The baggage of last year cannot be wished away. All of us will continue to be sucked into the power struggles which bring out our worst traits as an atavistic people driven by ethnic instincts.

We can start be recognising that the future of Kenya lies in our hands. I will do my part by dictating new year resolutions for each of the two principal protagonists.

Uhuru Kenyatta: I won the presidential elections fair and square but I know there is a large constituency out there that believes it was cheated.

My new year resolution is to embark on whatever it takes to ensure a solid and lasting legacy.

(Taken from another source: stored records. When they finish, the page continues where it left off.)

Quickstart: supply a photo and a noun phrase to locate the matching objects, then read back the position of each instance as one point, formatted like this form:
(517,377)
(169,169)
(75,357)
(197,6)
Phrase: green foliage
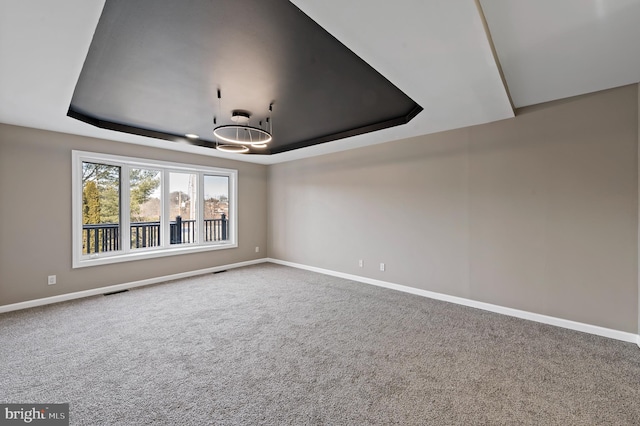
(101,192)
(90,203)
(142,184)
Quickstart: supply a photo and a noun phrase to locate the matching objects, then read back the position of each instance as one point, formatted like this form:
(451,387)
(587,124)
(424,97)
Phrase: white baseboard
(545,319)
(124,286)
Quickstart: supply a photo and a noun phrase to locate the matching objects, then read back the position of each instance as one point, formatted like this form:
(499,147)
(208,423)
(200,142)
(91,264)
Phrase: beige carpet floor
(272,345)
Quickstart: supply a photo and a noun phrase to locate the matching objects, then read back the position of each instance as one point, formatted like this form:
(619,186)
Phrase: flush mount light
(241,133)
(236,149)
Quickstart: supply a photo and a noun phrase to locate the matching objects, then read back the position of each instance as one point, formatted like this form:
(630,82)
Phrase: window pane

This can only be built on a peaceful, stable, united and prosperous nation.


All efforts will be futile unless I address the fears and resentments of Mr Odinga and his restless supporters, and all other citizens who suffer exclusion and marginalisation.

This means addressing not just the immediate political impasse but going further to seek lasting solutions to the grievances that guarantee the threat of violence with every electoral cycle.

It is, therefore, not just about the 2017 elections but, more critically, it’s about forestalling violence at the next polls in 2022 and beyond.

I will not be seeking re-election; so, I can safely disentangle myself from the chokehold of hardliners within my own ranks.

As a man of my word, I remain committed to the solemn pledge to support my Deputy President William Ruto in his 2022 presidential bid.


Mr Ruto’s campaign will best be served by Jubilee building a shared prosperity for everyone rather than by continuing the politics of vendetta, police brutality and rapacious looting.

I will support Mr Ruto’s bid but my community’s allegiance to the power-sharing and succession pact must be earned, not enforced by blackmail and fear that failure to vote for him will attract retribution in the form of the violent ethnic cleansing that so mars Rift Valley politics.

All the more reason why historical grievances and resentments must be urgently addressed now rather than when it is too late.

Raila Odinga: I was cheated of electoral victory for the third time but I know there is a large constituency out there that believes they won fair and square.

Still, my new year resolution remains to remain focused and unyielding in the fight for electoral justice and a just society.

Even as we continue to demand what we believe was stolen from us by a compromised electoral system, we would be foolish to believe that the numbers we are trotting out to buttress our victory claims will be taken seriously.


We would also be naïve to expect that our plan to have me and my running mate Kalonzo Musyoka sworn in as president and deputy president, respectively, will in any way enforce a transfer of power.

As we continue to mount pressure on Mr Kenyatta’s administration, we must, therefore, advance our campaign beyond the immediate electoral dispute and re-focus on what is necessary to guarantee the National Super Alliance an even chance at the next polls in 2022.

This must, therefore, not just be a Nasa campaign for electoral justice but a people’s campaign to ensure that all the lingering issues we have in the past preferred to sweep under the carpet are addressed with finality.

Reform of the political and electoral systems will be just one plank of a broader campaign towards societal transformation.


We want to create a country where all the people are bound together by a shared prosperity and equal rights and opportunities for all to attain their dreams and aspirations.

I fully intend to honour my solemn pledge to hand over the baton after the 2017 elections. My focus, therefore, must also shift to building a resilient and united Nasa that will be prepared for the 2022 elections under Mr Musyoka, Mr Musalia Mudavadi or any other claimant.

We must also re-engineer Nasa so that it moves from the politics of confrontation to the politics of persuasion. That is how we will extend our catchment from the present bastions to regions that view us with fear.